Training camp has to be physical because there are only so many things in football you can't do without pads and your teammates. You need to have the coaches pushing you over the edge, too.
But camp isn't as overbearing on the body as it used to be. Guys are in such good shape all year round. And you do a lot more work improving technique to avoid getting hurt, so there's less contact. That's why I think training camp is a lot easier today than it used to be. It's still not easy by any stretch of the imagination.
After you leave camp, you really know you're ready for the season. No individual can get into good enough shape to start the season by working out himself. We've seen that through the years with guys getting hurt in camp after holding out because there are only so many things you can get done in camp.
Mentally, for the team, training camp allows everyone to know that they're paying the same price for the same goal. That brings the team together. I mean, where else can you get 80 professionals in one spot and you pretty much control when they get up and when they go to sleep? Those three weeks are really priceless.
THINGS I LIKED ABOUT TRAINING CAMP
1. It kept me hungry. Every year when I got to camp, I got to see all of the players the team had acquired in the offseason – and all of these new players were there to try and take my spot. So camp kept me motivated.

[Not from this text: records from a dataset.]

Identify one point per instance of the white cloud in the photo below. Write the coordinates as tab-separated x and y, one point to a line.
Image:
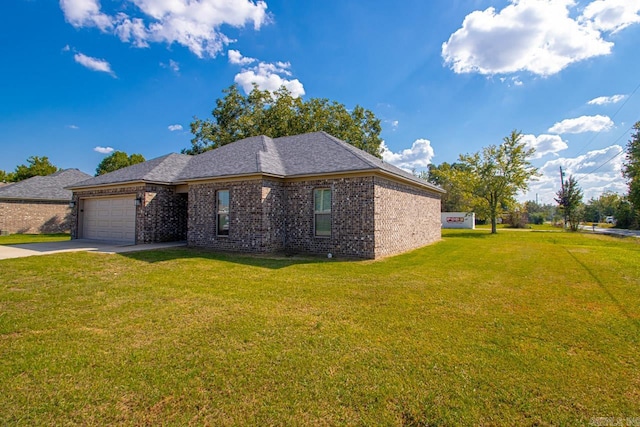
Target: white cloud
85	13
417	157
583	124
269	77
611	15
194	24
538	36
173	65
94	64
236	58
603	100
595	172
103	150
544	144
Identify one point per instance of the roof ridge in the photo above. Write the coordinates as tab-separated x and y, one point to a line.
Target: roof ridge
352	149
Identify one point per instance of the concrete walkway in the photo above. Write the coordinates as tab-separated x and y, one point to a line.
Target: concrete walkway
78	245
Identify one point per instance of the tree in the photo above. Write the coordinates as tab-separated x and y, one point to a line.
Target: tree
493	177
631	169
4	176
118	160
595	210
570	202
445	176
277	114
38	166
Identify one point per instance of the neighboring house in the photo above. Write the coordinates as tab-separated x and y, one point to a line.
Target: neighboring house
39	204
308	193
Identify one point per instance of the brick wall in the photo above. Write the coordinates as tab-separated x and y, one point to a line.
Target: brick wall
30	216
370	217
162	217
352	219
406	217
252	208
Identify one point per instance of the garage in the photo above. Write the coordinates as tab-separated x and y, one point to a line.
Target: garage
112	219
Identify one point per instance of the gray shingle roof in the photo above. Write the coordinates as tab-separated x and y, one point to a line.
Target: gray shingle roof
163	169
50	187
316	153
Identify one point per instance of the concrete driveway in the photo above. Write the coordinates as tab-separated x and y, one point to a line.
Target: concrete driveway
32	249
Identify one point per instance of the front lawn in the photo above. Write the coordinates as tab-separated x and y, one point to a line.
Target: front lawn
530	328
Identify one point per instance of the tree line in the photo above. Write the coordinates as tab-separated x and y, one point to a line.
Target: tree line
42	166
485	182
468	189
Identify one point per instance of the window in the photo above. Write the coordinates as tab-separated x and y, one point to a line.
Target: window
222	213
322	212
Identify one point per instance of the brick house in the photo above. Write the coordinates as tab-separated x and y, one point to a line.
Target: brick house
39	204
308	193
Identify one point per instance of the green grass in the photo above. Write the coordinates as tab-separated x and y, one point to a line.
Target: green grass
537	227
530	328
15	239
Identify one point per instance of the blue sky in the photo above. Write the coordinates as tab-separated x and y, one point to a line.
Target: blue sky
83	77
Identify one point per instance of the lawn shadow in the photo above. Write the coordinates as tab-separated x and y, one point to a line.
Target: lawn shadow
467	234
272	261
609	294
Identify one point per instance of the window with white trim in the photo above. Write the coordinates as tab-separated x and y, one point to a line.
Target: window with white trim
322	212
222	212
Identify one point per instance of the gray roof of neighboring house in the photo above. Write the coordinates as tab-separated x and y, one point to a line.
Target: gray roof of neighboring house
164	170
50	187
315	153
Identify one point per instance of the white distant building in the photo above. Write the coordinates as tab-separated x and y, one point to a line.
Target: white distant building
458	220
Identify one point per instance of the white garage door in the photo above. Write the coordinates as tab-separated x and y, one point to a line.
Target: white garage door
111	219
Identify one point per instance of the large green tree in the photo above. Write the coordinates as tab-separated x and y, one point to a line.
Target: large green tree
37	166
275	114
118	160
569	199
491	178
631	169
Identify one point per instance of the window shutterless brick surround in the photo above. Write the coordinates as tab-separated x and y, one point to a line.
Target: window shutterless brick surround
161	217
31	216
371	217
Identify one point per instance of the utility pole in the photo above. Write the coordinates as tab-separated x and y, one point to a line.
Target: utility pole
564	198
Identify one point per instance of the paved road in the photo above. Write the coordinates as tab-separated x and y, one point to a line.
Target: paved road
33	249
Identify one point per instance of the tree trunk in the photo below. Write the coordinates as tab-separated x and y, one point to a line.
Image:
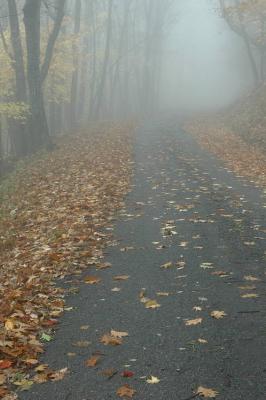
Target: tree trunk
19	130
100	92
74	84
38	126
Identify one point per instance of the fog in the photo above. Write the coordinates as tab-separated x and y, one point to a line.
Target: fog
207	65
69	63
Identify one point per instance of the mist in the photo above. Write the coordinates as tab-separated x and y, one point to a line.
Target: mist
206	63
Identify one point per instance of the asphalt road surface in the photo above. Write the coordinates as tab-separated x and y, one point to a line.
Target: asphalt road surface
187	209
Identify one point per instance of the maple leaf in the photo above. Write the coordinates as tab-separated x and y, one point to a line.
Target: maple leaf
93	361
127	374
218	314
125	391
197	308
205	392
152	304
202	341
192	322
249	296
92	280
167	265
109	339
121	277
5	364
59	375
118	335
152	380
82	343
2	379
251	278
109	373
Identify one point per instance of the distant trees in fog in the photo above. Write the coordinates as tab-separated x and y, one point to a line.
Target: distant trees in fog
247	18
64	63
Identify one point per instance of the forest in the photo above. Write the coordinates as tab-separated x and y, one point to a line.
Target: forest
67	63
132	199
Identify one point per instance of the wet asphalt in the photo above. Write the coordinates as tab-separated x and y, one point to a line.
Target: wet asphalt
185	207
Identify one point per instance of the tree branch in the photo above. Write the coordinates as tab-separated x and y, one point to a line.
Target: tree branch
52	39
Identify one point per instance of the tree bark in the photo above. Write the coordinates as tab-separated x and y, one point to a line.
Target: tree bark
38	126
19	130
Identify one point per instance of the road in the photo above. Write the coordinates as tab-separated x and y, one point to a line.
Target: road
187	209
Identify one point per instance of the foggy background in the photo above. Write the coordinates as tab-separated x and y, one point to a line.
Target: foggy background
207	66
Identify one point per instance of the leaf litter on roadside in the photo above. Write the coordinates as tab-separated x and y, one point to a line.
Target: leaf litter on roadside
50	242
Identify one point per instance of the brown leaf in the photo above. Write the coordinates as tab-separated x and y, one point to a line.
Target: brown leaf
249	296
58	375
92	280
152	304
108	339
93	361
4	364
121	277
125	391
192	322
205	392
251	278
118	335
109	373
218	314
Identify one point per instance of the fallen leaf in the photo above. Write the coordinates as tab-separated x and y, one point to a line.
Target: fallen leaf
202	341
152	304
153	380
84	327
127	374
118	335
110	340
116	289
125	391
82	343
197	308
120	277
205	392
59	375
4	364
24	384
167	265
218	314
2	379
92	280
93	361
247	287
109	373
251	278
191	322
249	296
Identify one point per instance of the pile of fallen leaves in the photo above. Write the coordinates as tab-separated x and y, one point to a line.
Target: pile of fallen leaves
53	216
243	158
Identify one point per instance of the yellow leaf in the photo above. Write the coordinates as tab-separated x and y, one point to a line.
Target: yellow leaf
152	304
205	392
118	335
251	278
193	321
249	296
125	391
218	314
153	380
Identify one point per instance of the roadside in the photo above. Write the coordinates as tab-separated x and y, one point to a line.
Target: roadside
180	311
237	136
53	212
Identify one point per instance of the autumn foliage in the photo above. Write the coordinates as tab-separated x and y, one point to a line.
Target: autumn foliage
53	215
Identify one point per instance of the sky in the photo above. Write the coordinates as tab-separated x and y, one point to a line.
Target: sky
206	63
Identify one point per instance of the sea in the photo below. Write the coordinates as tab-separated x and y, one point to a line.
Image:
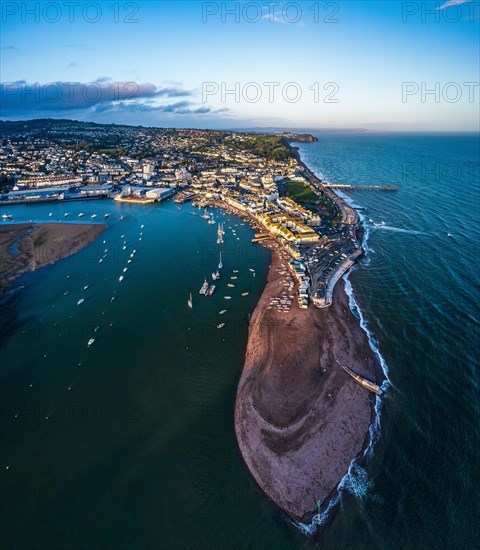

2. It allowed me to take inventory of my game. Camp allowed me to stay sharp. I evaluated the things I didn't do well the previous season and I got to focus on the things that I really wanted to improve.
3. It gave me new hope. I was always excited to see, from an organizational standpoint, the changes we had made – the players we added on both sides of the ball. I was anxious to see how those players were going to work out and make the team better to try and win the division and possibly contend for the Super Bowl.
THINGS I DIDN'T LIKE ABOUT TRAINING CAMP
1. Sleeping in dormitories. The Vikings held training camp in Mankato, Minn., which is an hour and a half outside Minneapolis. It's always hard when you go from the confines of your own comfortable home to a college dormitory and a very, very, very average mattress. I didn't mind having a roommate, though. I always had great roommates – guys like Anthony Carter and Jake Reed.
2. Always feeling sore. You're always sore. No matter how much ice, no matter what kind of rehab you're doing, no matter what cold tub you sit in, your body is always sore. And that soreness doesn't go away until you break camp and maybe a week before the season starts.
3. Making $500 a week. There's a league-wide pay scale for training camp, and for a longtime it never changed. We made five hundred bucks a week, it seemed like, for 10 years. That's a lot of work for five hundred bucks. You don't get your game checks until the regular season, so basically everybody gets paid the same in training camp. Guys played cards with their camp money. Me? I used to put all of it in one drawer and give it to my wife to do whatever she wanted with after camp.